Marc op maandag 9
Door Marc Borst
Vissen is uiteindelijk vaak 'Als het niet gaat zoals het moet, dan moet het maar zoals het gaat'. Je raakt eigenlijk dus nooit uitgeleerd. De afgelopen week met drie verschillende uitzichten tijdens het vissen heeft me toch weer wat inzichten opgeleverd.

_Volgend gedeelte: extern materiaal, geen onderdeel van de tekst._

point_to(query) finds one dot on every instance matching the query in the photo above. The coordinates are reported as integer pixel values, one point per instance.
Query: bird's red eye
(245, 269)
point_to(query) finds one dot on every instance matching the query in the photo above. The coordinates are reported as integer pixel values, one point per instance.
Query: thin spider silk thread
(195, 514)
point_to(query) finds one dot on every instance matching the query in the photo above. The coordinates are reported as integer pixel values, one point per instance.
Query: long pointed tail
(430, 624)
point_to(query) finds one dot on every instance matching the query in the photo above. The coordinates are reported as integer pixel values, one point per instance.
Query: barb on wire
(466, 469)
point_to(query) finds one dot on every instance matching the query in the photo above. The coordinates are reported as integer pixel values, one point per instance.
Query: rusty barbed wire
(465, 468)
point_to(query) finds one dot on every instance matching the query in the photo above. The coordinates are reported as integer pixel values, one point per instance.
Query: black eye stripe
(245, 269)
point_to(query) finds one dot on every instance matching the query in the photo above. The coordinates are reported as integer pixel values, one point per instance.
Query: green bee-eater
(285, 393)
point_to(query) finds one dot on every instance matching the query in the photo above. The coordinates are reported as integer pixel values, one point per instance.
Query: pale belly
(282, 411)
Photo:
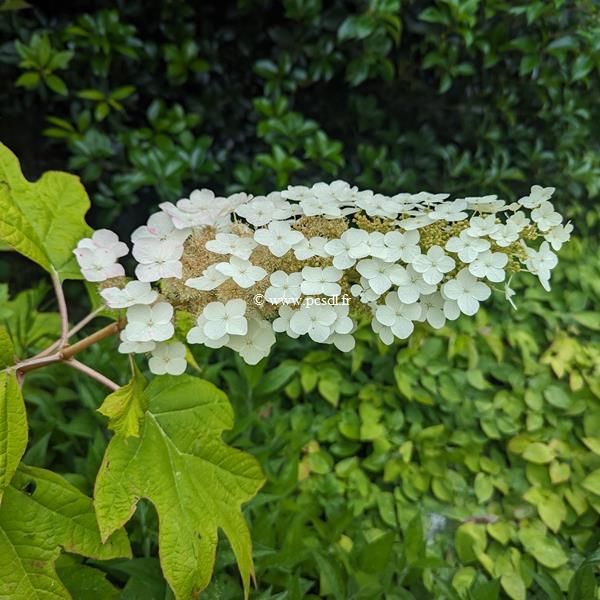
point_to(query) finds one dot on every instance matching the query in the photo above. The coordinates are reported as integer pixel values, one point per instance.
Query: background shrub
(461, 464)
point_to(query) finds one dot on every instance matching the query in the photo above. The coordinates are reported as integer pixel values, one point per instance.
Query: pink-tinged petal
(104, 238)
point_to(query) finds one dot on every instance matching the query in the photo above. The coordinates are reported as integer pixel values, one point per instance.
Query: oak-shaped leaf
(13, 427)
(44, 219)
(126, 406)
(40, 514)
(196, 482)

Allereerst natuurlijk de vistrip voor blauwvintonijn naar Kroatië. M'n eerste ervaring met chummend vissen op tonijn. Een voerspoor creëeren met stukjes sardine en daarmee de tonijnen naar de boot lokken. Het lijkt allemaal niet moeilijk, maar ook hier gaat het om de details.
Hengel, lijn en haak.
Ook ik kijk wel eens naar 'Wicked Tuna'. Maar 'in het echt' is het nóg leuker om te doen. Want in plaats van ruzie te maken met conculega-vissers of onderuit gezakt naar de dieptemeter staren, kun je namelijk ook gewoon…gaan vissen.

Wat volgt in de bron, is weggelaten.